# How is pressure an intensive property?

If we split the container into two, isn't there effectively half the number of molecules striking the wall on each side so the pressure should also be halved? Shouldnt pressure be dependent on the number of molecules?

You are right that if we *only* halved the number of particles we would have a smaller pressure. But you have also halved the volume of the container. The fewer number of particles hits the walls more frequently due to the smaller volume. In other words, the number of particles goes down, but the number of collisions per particle goes up. The two effects cancel out, leading to the same pressure as before you put in the partition.

But If we split the container into two, isn't there effectively half the number of molecules striking the wall on each side so the pressure should also be halved?
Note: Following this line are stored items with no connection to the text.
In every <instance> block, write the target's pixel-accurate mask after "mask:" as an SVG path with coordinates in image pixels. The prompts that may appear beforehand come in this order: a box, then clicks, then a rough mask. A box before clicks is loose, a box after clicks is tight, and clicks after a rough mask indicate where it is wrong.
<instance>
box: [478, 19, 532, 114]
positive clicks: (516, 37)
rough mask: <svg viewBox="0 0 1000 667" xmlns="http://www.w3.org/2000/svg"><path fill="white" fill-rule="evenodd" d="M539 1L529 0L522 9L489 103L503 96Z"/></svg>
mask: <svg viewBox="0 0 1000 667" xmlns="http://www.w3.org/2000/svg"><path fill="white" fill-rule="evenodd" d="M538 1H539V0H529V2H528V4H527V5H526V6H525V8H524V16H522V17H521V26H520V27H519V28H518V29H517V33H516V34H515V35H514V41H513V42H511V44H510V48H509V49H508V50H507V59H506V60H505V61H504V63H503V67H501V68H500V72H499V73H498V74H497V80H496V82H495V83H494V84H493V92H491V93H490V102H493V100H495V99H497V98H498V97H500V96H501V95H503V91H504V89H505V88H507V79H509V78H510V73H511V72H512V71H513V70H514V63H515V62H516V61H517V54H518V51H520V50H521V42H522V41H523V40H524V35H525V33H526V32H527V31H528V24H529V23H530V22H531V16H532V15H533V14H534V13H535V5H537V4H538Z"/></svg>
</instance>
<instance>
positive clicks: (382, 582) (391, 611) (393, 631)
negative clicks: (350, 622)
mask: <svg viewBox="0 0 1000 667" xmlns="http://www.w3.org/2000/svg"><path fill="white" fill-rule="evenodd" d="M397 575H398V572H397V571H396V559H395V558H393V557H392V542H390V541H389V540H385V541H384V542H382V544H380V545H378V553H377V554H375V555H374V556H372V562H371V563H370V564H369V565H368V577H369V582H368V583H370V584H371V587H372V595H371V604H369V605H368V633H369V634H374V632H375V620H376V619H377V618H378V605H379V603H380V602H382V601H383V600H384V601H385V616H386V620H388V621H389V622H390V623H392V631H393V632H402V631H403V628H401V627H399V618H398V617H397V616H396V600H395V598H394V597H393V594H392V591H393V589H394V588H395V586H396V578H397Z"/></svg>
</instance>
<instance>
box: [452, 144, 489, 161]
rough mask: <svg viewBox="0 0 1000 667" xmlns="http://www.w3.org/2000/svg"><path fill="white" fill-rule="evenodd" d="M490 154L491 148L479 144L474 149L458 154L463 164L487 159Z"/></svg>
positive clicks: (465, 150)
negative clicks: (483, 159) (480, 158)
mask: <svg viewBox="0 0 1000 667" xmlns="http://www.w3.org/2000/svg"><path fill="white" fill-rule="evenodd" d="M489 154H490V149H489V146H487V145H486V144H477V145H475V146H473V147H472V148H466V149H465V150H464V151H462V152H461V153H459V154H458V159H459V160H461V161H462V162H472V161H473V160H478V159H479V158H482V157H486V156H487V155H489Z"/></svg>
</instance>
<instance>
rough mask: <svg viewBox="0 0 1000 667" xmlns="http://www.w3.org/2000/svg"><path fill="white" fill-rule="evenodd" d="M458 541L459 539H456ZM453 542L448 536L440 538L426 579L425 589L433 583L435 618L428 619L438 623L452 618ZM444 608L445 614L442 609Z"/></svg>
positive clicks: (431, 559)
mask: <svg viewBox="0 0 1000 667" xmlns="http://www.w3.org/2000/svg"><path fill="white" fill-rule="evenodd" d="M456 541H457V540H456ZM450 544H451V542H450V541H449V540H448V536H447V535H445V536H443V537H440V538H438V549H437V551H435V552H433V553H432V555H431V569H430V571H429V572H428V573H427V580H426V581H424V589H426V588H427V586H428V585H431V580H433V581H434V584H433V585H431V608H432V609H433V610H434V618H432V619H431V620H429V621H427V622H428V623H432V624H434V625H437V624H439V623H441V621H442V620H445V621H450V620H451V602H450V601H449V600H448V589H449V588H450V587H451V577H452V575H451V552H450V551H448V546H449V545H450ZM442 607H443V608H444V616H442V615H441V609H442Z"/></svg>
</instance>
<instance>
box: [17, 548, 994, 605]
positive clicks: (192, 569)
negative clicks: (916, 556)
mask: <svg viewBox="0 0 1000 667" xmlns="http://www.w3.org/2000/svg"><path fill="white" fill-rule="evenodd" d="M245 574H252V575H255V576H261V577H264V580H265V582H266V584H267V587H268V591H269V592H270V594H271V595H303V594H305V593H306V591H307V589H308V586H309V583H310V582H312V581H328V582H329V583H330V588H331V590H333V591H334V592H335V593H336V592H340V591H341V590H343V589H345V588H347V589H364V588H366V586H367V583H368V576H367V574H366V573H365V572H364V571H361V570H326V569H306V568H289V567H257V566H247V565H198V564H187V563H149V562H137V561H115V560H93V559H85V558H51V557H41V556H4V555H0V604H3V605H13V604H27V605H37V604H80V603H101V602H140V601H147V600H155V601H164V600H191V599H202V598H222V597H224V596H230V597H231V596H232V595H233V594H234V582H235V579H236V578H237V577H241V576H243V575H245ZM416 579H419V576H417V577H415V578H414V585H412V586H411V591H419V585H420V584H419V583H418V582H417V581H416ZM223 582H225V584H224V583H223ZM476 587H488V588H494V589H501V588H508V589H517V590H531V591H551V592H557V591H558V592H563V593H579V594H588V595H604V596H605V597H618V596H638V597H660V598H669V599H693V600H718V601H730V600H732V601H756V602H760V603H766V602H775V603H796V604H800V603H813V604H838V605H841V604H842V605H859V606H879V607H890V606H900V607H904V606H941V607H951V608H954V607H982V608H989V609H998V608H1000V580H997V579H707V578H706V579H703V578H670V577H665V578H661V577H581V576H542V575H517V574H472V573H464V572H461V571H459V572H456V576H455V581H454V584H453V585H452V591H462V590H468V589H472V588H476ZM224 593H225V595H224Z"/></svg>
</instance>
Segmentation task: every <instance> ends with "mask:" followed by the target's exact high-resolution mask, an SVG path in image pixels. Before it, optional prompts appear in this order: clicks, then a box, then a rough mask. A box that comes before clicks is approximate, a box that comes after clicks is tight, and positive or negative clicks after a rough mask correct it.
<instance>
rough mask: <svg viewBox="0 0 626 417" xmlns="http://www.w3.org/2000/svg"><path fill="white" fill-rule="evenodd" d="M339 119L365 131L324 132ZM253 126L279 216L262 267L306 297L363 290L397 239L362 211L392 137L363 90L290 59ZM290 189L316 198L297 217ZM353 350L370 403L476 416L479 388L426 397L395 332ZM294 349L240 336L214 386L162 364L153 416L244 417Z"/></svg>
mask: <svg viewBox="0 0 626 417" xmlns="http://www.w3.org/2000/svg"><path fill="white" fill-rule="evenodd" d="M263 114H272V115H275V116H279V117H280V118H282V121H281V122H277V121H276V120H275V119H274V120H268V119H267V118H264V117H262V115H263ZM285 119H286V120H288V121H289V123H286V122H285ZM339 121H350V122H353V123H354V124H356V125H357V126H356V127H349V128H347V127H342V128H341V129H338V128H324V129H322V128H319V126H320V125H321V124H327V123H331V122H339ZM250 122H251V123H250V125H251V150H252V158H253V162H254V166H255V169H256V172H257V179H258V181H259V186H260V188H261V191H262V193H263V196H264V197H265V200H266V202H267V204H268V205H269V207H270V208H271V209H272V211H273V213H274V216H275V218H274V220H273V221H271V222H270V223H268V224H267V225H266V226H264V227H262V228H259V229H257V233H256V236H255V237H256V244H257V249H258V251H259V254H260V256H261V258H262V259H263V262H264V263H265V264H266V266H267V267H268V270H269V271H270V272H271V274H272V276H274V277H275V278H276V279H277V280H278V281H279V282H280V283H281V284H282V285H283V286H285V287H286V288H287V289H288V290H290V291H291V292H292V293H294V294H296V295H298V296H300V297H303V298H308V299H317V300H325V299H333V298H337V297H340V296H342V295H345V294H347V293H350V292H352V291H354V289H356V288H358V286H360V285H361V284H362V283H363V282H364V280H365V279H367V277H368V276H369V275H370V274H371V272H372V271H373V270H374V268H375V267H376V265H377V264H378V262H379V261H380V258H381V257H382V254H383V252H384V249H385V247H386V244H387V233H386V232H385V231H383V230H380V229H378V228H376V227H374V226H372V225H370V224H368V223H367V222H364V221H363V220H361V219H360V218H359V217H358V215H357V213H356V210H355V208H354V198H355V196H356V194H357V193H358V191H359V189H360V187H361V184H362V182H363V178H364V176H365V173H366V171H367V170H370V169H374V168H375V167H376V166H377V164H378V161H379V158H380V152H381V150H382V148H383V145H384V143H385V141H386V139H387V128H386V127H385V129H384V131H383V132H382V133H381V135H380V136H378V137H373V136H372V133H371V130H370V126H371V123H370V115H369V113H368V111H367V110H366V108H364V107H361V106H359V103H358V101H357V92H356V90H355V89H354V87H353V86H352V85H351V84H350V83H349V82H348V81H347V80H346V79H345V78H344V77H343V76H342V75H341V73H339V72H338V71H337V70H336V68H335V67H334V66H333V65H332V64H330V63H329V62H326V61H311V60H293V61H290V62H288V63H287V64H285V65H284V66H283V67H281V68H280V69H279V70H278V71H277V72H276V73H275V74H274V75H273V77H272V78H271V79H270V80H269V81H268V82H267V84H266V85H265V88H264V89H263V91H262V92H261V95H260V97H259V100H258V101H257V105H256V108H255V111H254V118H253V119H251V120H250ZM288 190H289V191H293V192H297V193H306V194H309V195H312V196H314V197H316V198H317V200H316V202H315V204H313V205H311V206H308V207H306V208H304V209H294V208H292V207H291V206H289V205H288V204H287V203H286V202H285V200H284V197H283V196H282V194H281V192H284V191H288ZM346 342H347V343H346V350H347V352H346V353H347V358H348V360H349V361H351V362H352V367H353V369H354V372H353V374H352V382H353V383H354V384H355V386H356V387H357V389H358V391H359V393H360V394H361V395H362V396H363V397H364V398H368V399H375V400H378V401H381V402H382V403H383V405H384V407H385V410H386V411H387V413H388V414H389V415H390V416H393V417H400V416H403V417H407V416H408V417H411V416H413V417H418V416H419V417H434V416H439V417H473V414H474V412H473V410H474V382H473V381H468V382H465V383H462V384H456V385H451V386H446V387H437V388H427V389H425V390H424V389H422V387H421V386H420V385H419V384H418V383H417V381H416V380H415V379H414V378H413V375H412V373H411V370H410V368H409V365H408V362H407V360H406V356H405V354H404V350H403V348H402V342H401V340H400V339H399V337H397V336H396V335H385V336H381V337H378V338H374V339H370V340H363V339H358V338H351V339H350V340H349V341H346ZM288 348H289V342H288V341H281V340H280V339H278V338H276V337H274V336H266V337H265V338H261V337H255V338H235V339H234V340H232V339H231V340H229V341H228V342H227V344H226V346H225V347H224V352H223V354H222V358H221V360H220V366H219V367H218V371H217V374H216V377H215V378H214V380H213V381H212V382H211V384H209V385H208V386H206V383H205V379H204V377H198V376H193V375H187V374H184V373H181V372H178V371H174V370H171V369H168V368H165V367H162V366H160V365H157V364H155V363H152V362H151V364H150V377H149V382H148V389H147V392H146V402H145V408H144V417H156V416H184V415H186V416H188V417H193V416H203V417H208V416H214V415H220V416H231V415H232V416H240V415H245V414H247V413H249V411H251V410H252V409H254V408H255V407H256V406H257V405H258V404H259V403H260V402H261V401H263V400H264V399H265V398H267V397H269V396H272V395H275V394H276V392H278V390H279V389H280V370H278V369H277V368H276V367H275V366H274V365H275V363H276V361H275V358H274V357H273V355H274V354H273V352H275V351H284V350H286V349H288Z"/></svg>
Shouldnt pressure be dependent on the number of molecules?

The pressure is not dependent on the number of molecules alone. You can simply examine the ideal gas law: $PV=nRT$. If the temperature is constant then reducing both $n$ and $V$ by half leaves pressure unchanged.

Yet another way to think of it: if we use instead of $V$ and $n$ the *molar density* $\rho_n = \frac{n}{V}$, we get

$$P = \rho_n RT$$

or at molecular level, the *molecular density* (also *number density*) $\rho_N = \frac{N}{V}$ giving

$$P = \rho_N k_B T$$

which shows that the pressure is an intensive property, since the volume ($V$) does not appear. This $\rho_n$ is itself an intensive property for the same reason ordinary mass density is an intensive property.

Thinking about this more physically, since pressure is force over *area*, and the force is proportional to the number of molecules hitting it which in turn is proportional to how many happen to be in proximity, then we can think about it like this: the amount of molecules that each tiny piece of surface area "sees" remains the same in each case despite that we have cut off another half of the box, and thus it feels the same force. Think about a box of (reasonably small) ordinary macroscopic balls - if I insert a (thin) partition halfway in between the balls while displacing as few as possible, does any little bit of the area of the box's surface suddenly have much more or much less crowding next to it than before? The same thing happens here.